Lagarto is an all purpose fast and versatile event-based HTML parser. It can be used to modify or analyze some markup content, allowing to easily assemble custom complex transformations and code analysis tools.
Using Lagarto is very simple. Target HTML code is parsed and each HTML element is visited by user callback methods. For example, the following HTML snippet:
<html><body>Hello</body></html>
would produce the following set of events:
start(); tag(); // for opening 'html' tag tag(); // for opening 'body' tag text(); // for text 'Hello' tag(); // for closing 'body' tag ...
This makes Lagarto very, very fast; in fact it is one of the fastest parsers out there.
Lagarto is to HTML what ASM is to bytecode :)
Lagarto is just a HTML content parser, but many other cool things are built on top of it:
To parse a HTML content with Lagarto you must do just two steps: create a Lagarto parser instance providing content; and then invoke parsing using custom implementation of TagVisitor:
LagartoParser lagartoParser = new LagartoParser(htmlContent); TagVisitor tagVisitor = new FooTagVisitor(); lagartoParser.parse(tagVisitor);
While content is parsing, Lagarto will call various callback methods of TagVisitor. Here is the list of some most important callbacks, check the javadoc for more information.
Invoked before and after content is parsed.
Invoked on plain text.
Invoked on HTML comment. Argument contains just comment content, without comment boundaries.
Invoked on a HTML tag: open, close or empty tag. Argument is a Tag instance, that contains further information about the tag: tag name, attributes, depth level and so on.
Invoked on all script tags. Passed is a script Tag instance and the body.
Tag instance is reused during visiting HTML code for better performances! The same instance is passed to all callback methods.
See javadoc for other callback methods. Also, you can use EmptyTagVisitor to write your own visitors in more convenient ways.
Lagarto is very error-friendly. It will try to do its best to resolve an error and continue parsing. Every error is reported by invoking error() method of a visitor. By default, errors are written in the log as warnings.
Lagarto may be used not only for parsing and analyzing HTML content, but also for modifying it. For that purpose you can use TagWriter and TagAdapter.
TagWriter is a simple TagVisitor that writes content to some Appendable. So, if you pass TagWriter instance to parse() method the resulting code will be the same as the input HTML code.
TagAdapter is a generic adapter for underlying TagVisitor. It may be used over some e.g. TagWriter to perform some HTML transformation.
This approach allows to perform HTML modifications during just one parsing! For example, if you have 3 different adapters that modifies HTML code in some way, they all can be applied with just one content parsing.
Lagarto is an event-base parser.
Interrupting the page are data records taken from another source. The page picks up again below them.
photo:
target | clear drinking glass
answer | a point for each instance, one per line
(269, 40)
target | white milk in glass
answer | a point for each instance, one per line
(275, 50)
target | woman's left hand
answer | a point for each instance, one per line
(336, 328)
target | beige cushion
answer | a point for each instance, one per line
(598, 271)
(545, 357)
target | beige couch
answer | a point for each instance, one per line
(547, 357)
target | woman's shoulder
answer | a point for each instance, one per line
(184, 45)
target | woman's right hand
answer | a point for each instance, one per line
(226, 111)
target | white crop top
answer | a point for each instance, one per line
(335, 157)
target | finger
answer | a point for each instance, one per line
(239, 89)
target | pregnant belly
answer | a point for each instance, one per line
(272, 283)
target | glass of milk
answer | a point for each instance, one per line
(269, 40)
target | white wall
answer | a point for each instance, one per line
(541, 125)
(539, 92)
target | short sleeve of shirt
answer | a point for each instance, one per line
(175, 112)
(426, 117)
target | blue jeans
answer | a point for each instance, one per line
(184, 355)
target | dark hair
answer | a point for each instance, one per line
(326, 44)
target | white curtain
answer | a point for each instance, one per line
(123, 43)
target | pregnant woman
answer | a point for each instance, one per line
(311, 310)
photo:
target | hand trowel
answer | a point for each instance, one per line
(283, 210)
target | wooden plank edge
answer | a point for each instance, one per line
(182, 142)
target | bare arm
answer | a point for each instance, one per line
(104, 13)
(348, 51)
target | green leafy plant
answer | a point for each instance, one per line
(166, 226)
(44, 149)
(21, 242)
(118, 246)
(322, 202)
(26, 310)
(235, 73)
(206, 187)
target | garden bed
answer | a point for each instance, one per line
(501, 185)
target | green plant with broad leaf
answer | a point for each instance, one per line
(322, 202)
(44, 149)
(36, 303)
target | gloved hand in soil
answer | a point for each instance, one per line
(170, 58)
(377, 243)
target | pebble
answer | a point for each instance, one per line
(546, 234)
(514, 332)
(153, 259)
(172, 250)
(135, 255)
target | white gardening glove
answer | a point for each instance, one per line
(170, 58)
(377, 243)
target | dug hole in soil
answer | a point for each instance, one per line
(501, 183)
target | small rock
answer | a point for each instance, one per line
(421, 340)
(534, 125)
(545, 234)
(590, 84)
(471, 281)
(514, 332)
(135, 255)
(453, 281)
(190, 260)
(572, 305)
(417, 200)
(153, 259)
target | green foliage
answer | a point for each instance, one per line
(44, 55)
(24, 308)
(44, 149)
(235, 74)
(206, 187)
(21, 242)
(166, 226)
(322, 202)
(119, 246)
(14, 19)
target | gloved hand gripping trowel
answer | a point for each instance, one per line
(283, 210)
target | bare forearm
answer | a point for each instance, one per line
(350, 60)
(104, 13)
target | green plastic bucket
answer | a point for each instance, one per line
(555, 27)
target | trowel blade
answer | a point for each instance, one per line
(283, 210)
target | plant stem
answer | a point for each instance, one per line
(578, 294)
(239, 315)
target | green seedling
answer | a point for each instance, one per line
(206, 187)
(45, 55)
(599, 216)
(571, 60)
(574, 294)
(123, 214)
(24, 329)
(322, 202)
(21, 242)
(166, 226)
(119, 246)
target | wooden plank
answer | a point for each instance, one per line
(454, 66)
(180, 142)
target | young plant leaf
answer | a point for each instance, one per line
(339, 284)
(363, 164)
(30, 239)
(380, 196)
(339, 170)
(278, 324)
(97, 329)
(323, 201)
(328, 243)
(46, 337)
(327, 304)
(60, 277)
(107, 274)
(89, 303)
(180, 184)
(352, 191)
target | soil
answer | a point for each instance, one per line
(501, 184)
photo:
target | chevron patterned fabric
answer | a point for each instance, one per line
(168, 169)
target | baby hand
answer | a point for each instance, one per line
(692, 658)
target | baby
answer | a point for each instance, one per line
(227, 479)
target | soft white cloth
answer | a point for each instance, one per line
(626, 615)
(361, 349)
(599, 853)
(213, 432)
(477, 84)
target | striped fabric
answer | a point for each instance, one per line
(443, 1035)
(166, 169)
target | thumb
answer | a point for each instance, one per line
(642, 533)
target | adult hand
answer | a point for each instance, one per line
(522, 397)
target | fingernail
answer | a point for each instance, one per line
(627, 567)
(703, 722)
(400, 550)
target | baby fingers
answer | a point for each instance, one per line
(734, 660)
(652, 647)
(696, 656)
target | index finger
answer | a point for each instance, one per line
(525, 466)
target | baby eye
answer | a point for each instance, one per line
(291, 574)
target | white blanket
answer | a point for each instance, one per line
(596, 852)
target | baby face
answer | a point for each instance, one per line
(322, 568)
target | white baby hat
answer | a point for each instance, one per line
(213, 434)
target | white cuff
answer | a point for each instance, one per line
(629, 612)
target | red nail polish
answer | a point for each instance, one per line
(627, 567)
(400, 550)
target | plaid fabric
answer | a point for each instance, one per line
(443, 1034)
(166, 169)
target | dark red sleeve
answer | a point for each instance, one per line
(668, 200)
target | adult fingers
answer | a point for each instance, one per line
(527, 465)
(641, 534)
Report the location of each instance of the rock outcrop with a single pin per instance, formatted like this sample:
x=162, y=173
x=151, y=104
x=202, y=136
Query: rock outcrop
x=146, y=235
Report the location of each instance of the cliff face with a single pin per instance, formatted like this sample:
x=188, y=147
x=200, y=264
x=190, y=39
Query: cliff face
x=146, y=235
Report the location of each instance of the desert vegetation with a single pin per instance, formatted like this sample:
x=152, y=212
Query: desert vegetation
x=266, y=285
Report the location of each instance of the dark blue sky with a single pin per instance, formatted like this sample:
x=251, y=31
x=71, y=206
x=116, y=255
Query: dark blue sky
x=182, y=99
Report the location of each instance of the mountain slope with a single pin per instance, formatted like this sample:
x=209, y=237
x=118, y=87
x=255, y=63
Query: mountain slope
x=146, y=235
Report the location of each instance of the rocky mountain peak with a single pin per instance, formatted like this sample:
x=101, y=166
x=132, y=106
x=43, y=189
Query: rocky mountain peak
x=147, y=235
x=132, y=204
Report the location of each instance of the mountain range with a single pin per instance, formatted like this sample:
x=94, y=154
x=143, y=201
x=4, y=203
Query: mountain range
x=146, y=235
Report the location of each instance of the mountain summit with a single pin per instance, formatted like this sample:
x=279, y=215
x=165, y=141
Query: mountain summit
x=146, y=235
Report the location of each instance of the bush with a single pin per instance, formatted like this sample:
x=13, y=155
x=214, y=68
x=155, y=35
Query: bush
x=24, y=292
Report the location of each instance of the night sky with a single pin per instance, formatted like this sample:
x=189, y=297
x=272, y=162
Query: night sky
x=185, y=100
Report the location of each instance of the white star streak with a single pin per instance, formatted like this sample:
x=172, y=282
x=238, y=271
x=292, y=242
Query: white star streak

While this gives great performances and low memory consuption, sometimes it is more convenient to build a DOM tree first and then to manage it. Of course, creating DOM requires more memory and more processing time.
Lagarto provides DOMBuilderTagVisitor for building DOM trees from HTML content. It can be easily used through LagartoDOMBuilder, like this:
LagartoDOMBuilder domBuilder = new LagartoDOMBuilder(); Document doc = domBuilder.parse(content);
LagartoDOMBuilder returns a Document - the root DOM tree root. From there you can use DOM tree as usual.
But that's not all:) While using DOM API is fine, it is easier to parse and manipulate HTML content using API that looks like JQuery - including using CSS selectors.
For that Jodd provides a tool called Jerry, built on DOM tree.
Lagarto can be configured and fine tuned in many ways to parse and interpret input content. See more details about Lagarto parsing modes.
One common use of Lagarto is as servlet filter. There it may parse and modify the content before it is written to the output stream. For this purpose there is LagartoServletFilter, an abstract filter that can be overridden.
LagartoServletFilter is quite generic filter and can be used by any other parsing tool or solution. Anyhow, in most cases, the SimpleLagartoServletFilter will be enough. Here user just has to override one method to build custom LagartoParsingProcessor. Inside the implementation, user builds set of nested TagAdapters and pass it to the method invokeLagarto().
public class AppLagartoServletFilter extends SimpleLagartoServletFilter {
@Override
protected LagartoParsingProcessor createParsingProcessor() {
return new LagartoParsingProcessor() {
@Override
protected char[] parse(TagWriter rootTagWriter, HttpServletRequest request) {
TagAdapter1 tagAdapter1 = new FooTagAdapter(rootTagWriter);
TagAdapter2 tagAdapter2 = new BarTagAdapter(tagAdapter1, request);
char[] content = invokeLagarto(tagAdapter2);
return content;
}
};
}
}